The reference data for the model are selected from the historical data by specifying a time range.

This is the first time you send data to ML cube Platform, therefore, we have some things to explain:

- data are composed of features, targets, predictions. You send each category separately since data can come from multiple sources;
- the operation of sending data belong to the category of operations that runs a pipeline inside the ML cube Platform. In this case the pipeline is composed only by the data step that reads the data, validate them and then if the storing policy is MLCUBE it stores inside the ML cube Platform's Secure Storage;
- the pipeline is identified by a `job_id` and you can follow the execution status by asking the client its information. Additionally, you can wait for the completion of the job by calling the method `wait_job_completion(job_id)`.
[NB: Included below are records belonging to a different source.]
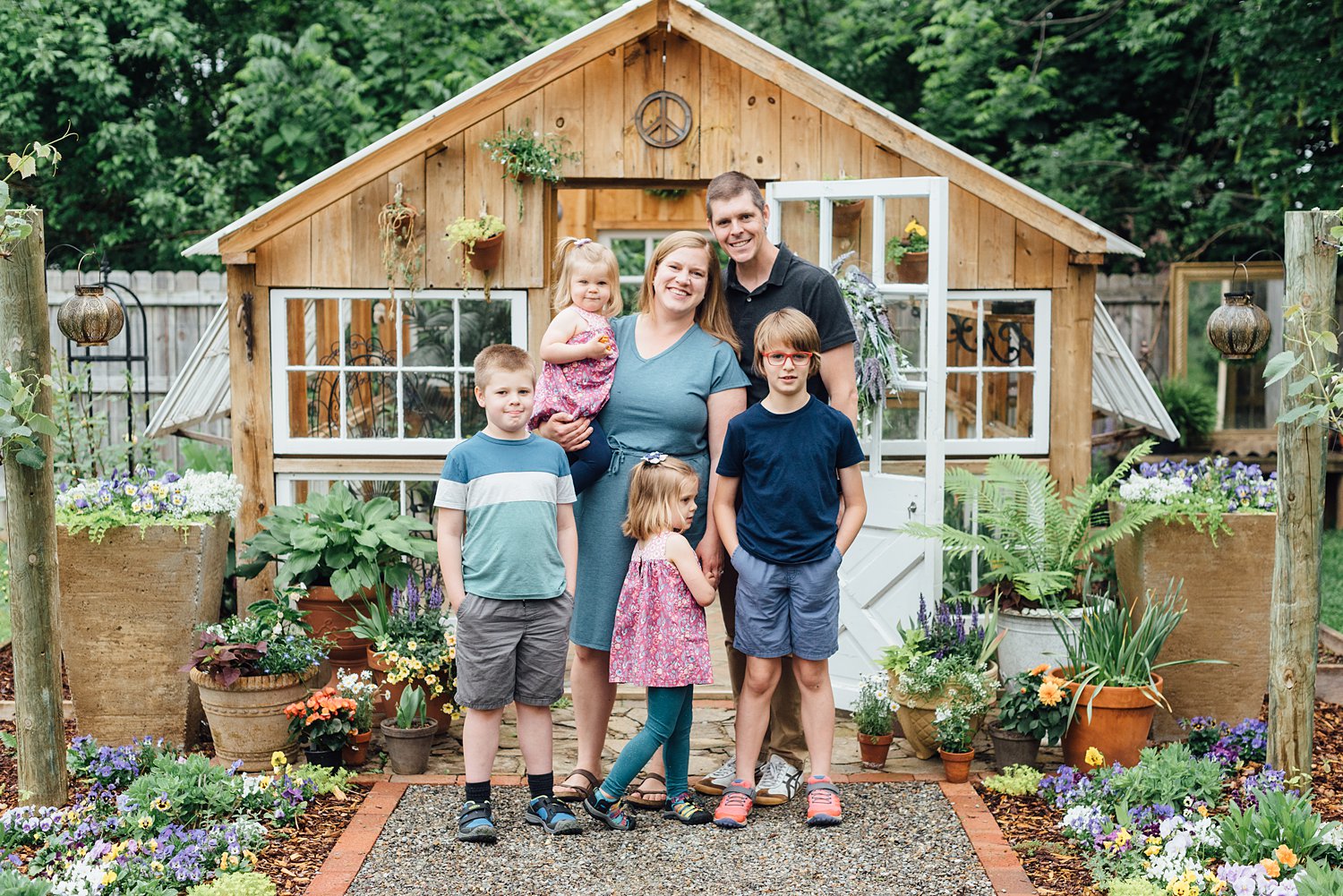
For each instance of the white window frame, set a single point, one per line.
(346, 446)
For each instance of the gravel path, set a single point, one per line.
(900, 839)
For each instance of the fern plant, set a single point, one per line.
(1029, 536)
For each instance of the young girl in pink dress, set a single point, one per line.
(577, 348)
(660, 638)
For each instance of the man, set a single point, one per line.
(763, 278)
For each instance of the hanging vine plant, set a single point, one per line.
(403, 254)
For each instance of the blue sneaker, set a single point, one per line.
(552, 815)
(475, 823)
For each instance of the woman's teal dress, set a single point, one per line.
(655, 405)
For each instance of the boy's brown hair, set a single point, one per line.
(787, 328)
(501, 359)
(731, 184)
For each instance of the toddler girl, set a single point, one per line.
(577, 349)
(660, 638)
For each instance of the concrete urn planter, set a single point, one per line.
(128, 608)
(1228, 590)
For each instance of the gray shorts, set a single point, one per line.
(512, 651)
(787, 609)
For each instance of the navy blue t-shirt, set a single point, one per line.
(790, 496)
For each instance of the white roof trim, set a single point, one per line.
(201, 391)
(1119, 384)
(210, 244)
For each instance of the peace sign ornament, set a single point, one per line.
(663, 118)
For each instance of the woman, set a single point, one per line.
(677, 384)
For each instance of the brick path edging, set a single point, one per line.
(998, 858)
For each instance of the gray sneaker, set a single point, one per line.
(778, 782)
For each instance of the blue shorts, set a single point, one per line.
(787, 609)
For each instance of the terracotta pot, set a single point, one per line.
(956, 766)
(408, 748)
(356, 748)
(916, 713)
(247, 718)
(128, 610)
(330, 617)
(387, 705)
(1117, 727)
(1013, 748)
(1227, 595)
(485, 254)
(873, 750)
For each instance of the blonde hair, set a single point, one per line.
(712, 313)
(792, 328)
(571, 252)
(654, 492)
(501, 359)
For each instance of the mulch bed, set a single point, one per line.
(1056, 868)
(292, 858)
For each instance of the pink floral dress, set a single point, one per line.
(579, 387)
(660, 637)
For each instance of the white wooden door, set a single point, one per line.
(884, 573)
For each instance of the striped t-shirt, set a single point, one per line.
(509, 490)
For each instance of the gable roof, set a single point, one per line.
(631, 21)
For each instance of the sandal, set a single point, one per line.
(577, 791)
(636, 796)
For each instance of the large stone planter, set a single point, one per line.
(128, 608)
(247, 718)
(1228, 590)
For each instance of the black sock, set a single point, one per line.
(478, 791)
(542, 785)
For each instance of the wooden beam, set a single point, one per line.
(427, 137)
(31, 520)
(1295, 610)
(252, 435)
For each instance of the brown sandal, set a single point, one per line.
(646, 798)
(580, 791)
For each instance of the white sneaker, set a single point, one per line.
(778, 782)
(717, 780)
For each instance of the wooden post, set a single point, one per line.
(31, 515)
(1295, 613)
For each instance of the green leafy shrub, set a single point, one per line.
(1015, 781)
(247, 883)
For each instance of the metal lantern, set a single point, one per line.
(1238, 328)
(90, 317)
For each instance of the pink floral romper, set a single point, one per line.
(660, 637)
(579, 387)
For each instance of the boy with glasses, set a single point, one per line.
(784, 455)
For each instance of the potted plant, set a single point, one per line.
(408, 735)
(335, 549)
(247, 672)
(1216, 530)
(1034, 549)
(140, 552)
(955, 726)
(483, 244)
(528, 155)
(872, 715)
(362, 689)
(413, 640)
(907, 254)
(939, 659)
(1112, 676)
(322, 723)
(1033, 708)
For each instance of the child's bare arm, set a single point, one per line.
(682, 557)
(854, 507)
(569, 544)
(450, 525)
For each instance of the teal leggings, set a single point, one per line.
(671, 711)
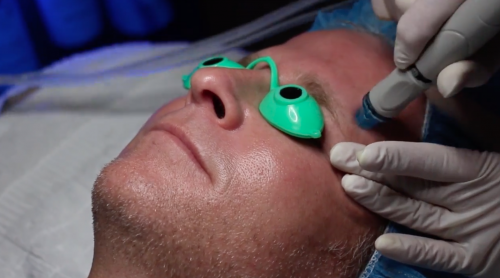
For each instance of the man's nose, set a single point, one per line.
(213, 89)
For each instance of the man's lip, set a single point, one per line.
(186, 143)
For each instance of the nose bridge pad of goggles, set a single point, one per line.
(218, 61)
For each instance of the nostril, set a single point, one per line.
(219, 109)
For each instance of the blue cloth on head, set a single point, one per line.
(359, 16)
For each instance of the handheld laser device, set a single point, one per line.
(474, 24)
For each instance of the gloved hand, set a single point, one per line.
(418, 22)
(453, 194)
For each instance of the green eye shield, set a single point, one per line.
(288, 108)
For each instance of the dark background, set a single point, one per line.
(193, 20)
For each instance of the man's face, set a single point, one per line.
(208, 187)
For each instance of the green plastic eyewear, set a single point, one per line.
(288, 108)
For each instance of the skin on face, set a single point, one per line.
(197, 194)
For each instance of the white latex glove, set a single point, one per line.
(453, 194)
(418, 22)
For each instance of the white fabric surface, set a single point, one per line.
(52, 147)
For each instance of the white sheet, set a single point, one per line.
(53, 145)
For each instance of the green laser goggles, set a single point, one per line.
(288, 108)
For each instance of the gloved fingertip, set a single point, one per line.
(359, 155)
(401, 58)
(385, 242)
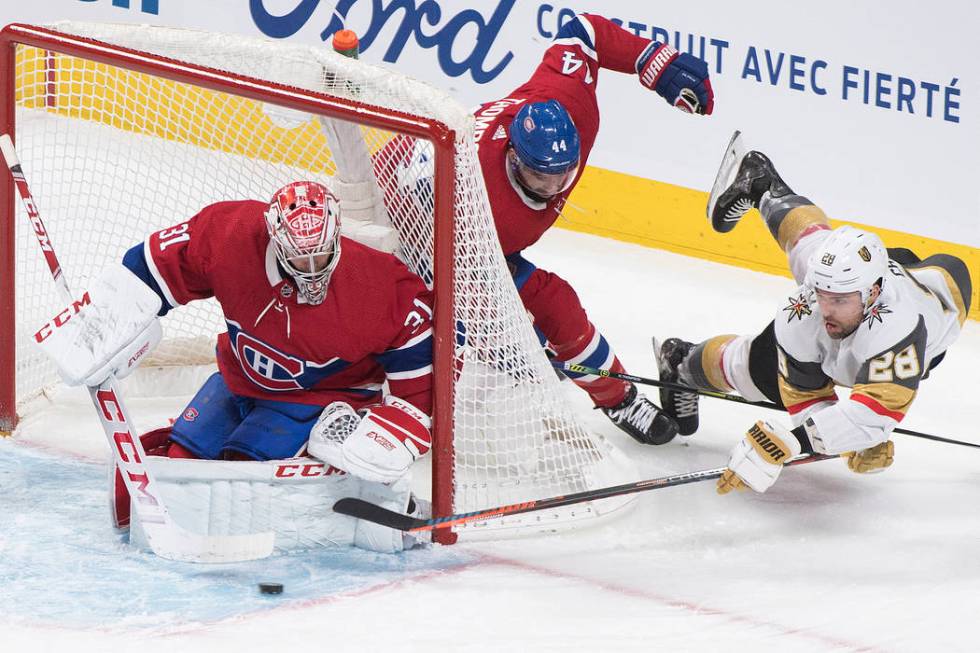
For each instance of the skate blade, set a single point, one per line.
(726, 172)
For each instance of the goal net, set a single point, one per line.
(124, 130)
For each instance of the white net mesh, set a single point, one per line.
(112, 155)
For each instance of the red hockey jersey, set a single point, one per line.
(568, 73)
(373, 325)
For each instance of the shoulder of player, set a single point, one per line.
(885, 327)
(233, 219)
(797, 325)
(368, 265)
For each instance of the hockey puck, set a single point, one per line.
(270, 588)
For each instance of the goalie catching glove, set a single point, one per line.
(758, 458)
(110, 330)
(678, 77)
(380, 446)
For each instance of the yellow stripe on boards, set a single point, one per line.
(656, 214)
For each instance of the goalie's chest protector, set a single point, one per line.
(276, 344)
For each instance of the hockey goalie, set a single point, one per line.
(317, 323)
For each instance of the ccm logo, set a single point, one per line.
(138, 355)
(62, 318)
(380, 440)
(307, 470)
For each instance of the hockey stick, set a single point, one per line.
(166, 538)
(594, 371)
(373, 513)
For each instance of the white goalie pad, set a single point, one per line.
(110, 330)
(293, 498)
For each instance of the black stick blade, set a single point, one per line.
(368, 511)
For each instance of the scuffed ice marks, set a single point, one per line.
(62, 564)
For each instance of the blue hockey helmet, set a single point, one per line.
(546, 148)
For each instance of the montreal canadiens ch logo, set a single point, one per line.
(266, 367)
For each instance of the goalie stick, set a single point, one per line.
(594, 371)
(368, 511)
(166, 538)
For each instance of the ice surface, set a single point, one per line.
(826, 560)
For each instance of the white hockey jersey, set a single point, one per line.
(917, 316)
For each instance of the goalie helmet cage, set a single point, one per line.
(125, 129)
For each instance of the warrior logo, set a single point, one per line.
(874, 314)
(798, 307)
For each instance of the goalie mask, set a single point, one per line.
(849, 260)
(304, 226)
(544, 150)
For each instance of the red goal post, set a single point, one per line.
(505, 433)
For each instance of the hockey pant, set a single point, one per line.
(218, 424)
(563, 326)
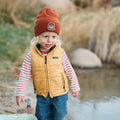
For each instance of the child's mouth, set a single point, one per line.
(48, 45)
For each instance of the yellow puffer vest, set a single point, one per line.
(48, 73)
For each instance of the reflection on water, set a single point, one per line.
(99, 97)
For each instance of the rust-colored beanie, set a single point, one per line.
(47, 20)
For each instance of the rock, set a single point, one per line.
(61, 6)
(84, 58)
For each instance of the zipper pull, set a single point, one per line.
(45, 59)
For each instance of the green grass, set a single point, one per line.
(13, 42)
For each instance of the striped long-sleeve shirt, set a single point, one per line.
(26, 74)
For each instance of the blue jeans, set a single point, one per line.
(51, 108)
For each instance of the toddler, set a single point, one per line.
(50, 69)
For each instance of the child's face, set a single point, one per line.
(47, 40)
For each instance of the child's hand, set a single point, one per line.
(19, 99)
(75, 94)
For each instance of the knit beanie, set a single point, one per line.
(47, 20)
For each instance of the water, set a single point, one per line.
(99, 98)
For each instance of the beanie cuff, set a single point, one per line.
(47, 27)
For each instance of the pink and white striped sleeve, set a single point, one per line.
(25, 75)
(70, 72)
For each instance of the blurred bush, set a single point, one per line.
(17, 11)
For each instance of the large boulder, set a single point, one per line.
(84, 58)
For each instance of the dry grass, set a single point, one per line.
(76, 29)
(106, 38)
(97, 4)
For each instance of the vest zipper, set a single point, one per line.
(48, 88)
In the cell below, we send features using a `LocalDataSource`, since we have the file locally, and we use a `GCSDataSource` for the target because we have it on the cloud.
In order to use remote data sources you need to add credentials on the ML cube Platform. You can specify them in the `DataSource` object.

In [None]:
# TO COMPLETE
inputs_data_source = ml3_models.LocalDataSource(
    file_path="path/to/file.csv",
    file_type=ml3_enums.FileType.CSV,
    is_folder=False,
    folder_type=None
)
target_data_source = ml3_models.GCSDataSource(
    object_path="gs://path/to/file.csv",
    credentials_id='gcp_credentials_id',
    file_type=ml3_enums.FileType.CSV,
    is_folder=False,
    folder_type=None
)

logger.info(f'API - Add historical data')
job_id = ml3_client.add_historical_data(
    task_id=task_id,
    inputs=ml3_models.TabularData(source=inputs_data_source),
    target=ml3_models.TabularData(source=target_data_source)
)
logger.info(f'Job created, id {job_id}')

ml3_client.show_jobs()

logger.info(f'Waiting job completion')
ml3_client.wait_job_completion(job_id=job_id)
logger.info(f'Job completed')

**Create Model**

After the task is created, you can add AI models inside it.
A model is uniquely identified by the pair `name` and `version`.
The version identifies a specific trained instance of the model. Whenever you retrain your model, you will update its version on the ML cube Platform.
The metric_name field indicates the error or performance metric used in the ML Cube Platform to display the model's performance and it is also included in the retraining report.

In [None]:
# TO COMPLETE
model_id = ml3_client.create_model(
    task_id=task_id,
    name="model-name",
    version="v0.0.1",
    metric_name=ml3_enums.ModelMetricName.RMSE,
    preferred_suggestion_type=ml3_enums.SuggestionType.SAMPLE_WEIGHTS,
    with_probabilistic_output=False,
)
logger.info(f"Created model with id {model_id}")

**Model reference**

In the previous cell you created the model, but it still misses the training dataset. In the ML cube Platform, the training dataset is called *reference*.
You can add the reference data of the model by specifying the time range. The ML cube Platform will automatically select from the previously uploaded data the reference data specified.

In [None]:
# TO COMPLETE
logger.info(f'API - Add model reference')
job_id = ml3_client.set_model_reference(
    model_id=model_id,
    from_timestamp=0.,
    to_timestamp=0.,
)
logger.info(f'Job created, id {job_id}')

ml3_client.show_jobs()

logger.info(f'Waiting job completion')
ml3_client.wait_job_completion(job_id=job_id)
logger.info(f'Job completed')

**Congratulations!**

In this notebook, you learned how to create a task, add a model to the task, and upload both historical and reference data to the ML Cube Platform.